For this demo, you'll install Apache and mod_ssl on a CentOS 8 VM. (Unlike on Ubuntu, you have to install these as two separate packages.) Use the same scanner VM that you used in the previous lab. A new feature of RHEL 8/CentOS 8 is that you can now set system-wide crypto policies for most of your services and applications that require crypto. We'll take a quick look at it here, and again in Chapter 6, SSH Hardening:

1. On your CentOS 8 VM, install Apache and mod_ssl and start the service:

sudo dnf install httpd mod_ssl
sudo systemctl enable --now httpd

2. Open port 443 on the firewall:

sudo firewall-cmd --permanent --add-service=https
sudo firewall-cmd --reload

3. From the scanner VM, scan the Apache VM:

sslscan 192.168.0.160

You'll already see one big improvement. By default, nothing older than TLSv1.2 is supported. But you'll also see a problem. RHEL 8 and CentOS 8 both support the new TLSv1.3, but you don't see anything about it in these scan results.
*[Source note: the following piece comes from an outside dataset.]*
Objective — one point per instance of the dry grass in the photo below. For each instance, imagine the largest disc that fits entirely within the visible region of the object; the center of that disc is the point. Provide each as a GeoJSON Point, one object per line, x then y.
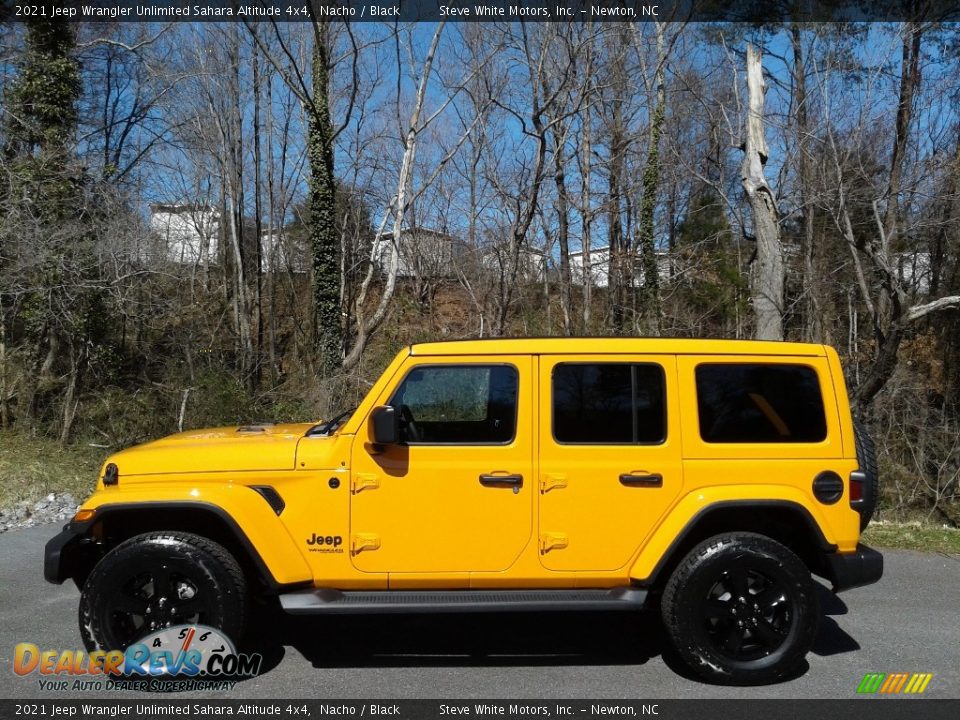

That's because sslscan hasn't yet been updated to recognize TLSv1.3. That's okay, we'll address that in just a moment. (And besides, sslscan is still useful for showing the older algorithms that you might want to disable.)

4. Next, on the Apache VM, view the status of the system-wide crypto configuration:

sudo update-crypto-policies --show

You should see DEFAULT as the output. With DEFAULT, you get TLSv1.2 as the minimum protocol version along with the goodness of TLSv1.3. But you'll also see some TLSv1.2 algorithms that we can do without.

5. On the VM with Apache, set the system-wide crypto policy to FIPS:

sudo fips-mode-setup --enable

The Federal Information Processing Standard (FIPS) is a U.S. government standard that mandates minimum requirements for crypto algorithms and for monitoring. If you want to do business with the U.S. government, your servers will likely need to meet the FIPS requirements. With RHEL 8/CentOS 8, all that takes is just this one command.

6. Reboot the Apache VM so that the FIPS mode will take effect. Then, run these two commands to verify that FIPS mode is in effect:

sudo fips-mode-setup --check
sudo update-crypto-policies --show

7. Repeat step 3. This time, you'll see a smaller list of supported algorithms.
8. As I mentioned before, sslscan won't yet recognize TLSv1.3. But you can use OpenSSL to verify that TLSv1.3 does indeed work on our RHEL 8/CentOS 8 servers. Just run this command against the Apache server VM:

echo | openssl s_client -connect 192.168.0.160:443

Without the echo | part, this command would create a persistent connection to the server. We don't want that, and the echo | part prevents it. This command won't show you the entire list of algorithms that the server supports. Instead, it will show you just the algorithm that it used to create the connection. Somewhere toward the bottom, you'll see that you connected to your CentOS 8 VM via TLSv1.3. (If you perform the same command against your Ubuntu 18.04 VM, you'll see that it's only using TLSv1.2.)

9. Repeat step 8 with some public websites to see what algorithms they're using. Here's some suggestions:

echo | openssl s_client -connect google.com:443
echo | openssl s_client -connect allcoins.pw:443

10. End of lab.

There are two other crypto policy modes besides the two that I've shown here. LEGACY mode enables some really old algorithms that we don't want to use unless it's absolutely necessary to support older clients. But, as I keep saying, anyone who's using a client that's that old needs to upgrade. There's also the FUTURE mode, which both disables weak algorithms and uses longer keys that are more resistant to cracking attempts by the more powerful hardware of the future. If you need to run FUTURE mode instead of FIPS mode, just replace steps 5 and 6 of the preceding lab with this:

sudo update-crypto-policies --set FUTURE

(Note that you'll set either FIPS mode or FUTURE mode. You won't have both set at the same time. FIPS mode does more than just disable weak algorithms, which is why the command for setting it is different.)